Patients were screened for HF symptoms (breathlessness, fluid retention, fatigue, lightheadness) on COPD annual review as per NICE guidance for HF screen.
NT-proBNP test was added to routine annual blood test for patients experiencing any of the HF symptoms.
Patients with elevated NT-ProBNP >400ng/L were referred for further assessment for suspected HF.
Results:
Early analysis (April-June 2023): Twenty patients screened out of 48 (41.6%), five patients (25%) had NT-pro BNP results over 400ng/L and were referred for further investigation for suspected HF and to optimise their management plan.
Conclusion:
Early results analysis correlates with published data regarding the prevalence of HF in COPD patients.
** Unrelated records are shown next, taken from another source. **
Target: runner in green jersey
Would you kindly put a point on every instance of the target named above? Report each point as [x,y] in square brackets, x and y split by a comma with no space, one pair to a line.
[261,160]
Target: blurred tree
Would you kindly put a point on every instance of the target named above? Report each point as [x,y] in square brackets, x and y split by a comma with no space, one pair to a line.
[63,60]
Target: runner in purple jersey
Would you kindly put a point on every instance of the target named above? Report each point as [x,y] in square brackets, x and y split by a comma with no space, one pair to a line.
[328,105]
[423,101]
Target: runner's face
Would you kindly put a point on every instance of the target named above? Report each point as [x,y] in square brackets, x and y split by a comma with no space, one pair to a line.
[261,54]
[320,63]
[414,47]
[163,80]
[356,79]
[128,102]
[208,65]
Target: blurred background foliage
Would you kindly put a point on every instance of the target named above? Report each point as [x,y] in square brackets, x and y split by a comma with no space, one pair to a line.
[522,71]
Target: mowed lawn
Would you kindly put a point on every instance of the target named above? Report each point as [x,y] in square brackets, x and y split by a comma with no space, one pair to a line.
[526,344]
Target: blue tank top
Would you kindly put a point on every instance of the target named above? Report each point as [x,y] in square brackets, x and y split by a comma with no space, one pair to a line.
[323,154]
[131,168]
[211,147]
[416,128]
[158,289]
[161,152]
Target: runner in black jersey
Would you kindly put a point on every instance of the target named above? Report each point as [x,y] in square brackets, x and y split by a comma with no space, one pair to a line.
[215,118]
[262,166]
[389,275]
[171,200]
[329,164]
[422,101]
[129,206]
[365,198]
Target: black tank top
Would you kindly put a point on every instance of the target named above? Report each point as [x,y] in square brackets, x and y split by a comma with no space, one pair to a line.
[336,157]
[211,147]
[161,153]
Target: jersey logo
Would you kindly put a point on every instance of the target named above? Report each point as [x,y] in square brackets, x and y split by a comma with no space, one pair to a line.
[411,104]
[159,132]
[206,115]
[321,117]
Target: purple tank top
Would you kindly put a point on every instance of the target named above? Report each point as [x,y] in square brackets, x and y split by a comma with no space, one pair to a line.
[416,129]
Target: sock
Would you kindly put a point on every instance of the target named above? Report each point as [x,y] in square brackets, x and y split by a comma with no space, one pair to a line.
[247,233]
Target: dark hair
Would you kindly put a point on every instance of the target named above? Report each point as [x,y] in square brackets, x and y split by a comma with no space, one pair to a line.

COPD management could be optimised by early diagnosis and management of HF. Patients’ spontaneous feedback was positive regarding the new management approach.
Next steps:
Patients' feedback questionnaire and a 12-month longitudinal follow-up to investigate potential long-term benefits of early diagnosis.

Conflicts of interest: No conflict of interest was identified.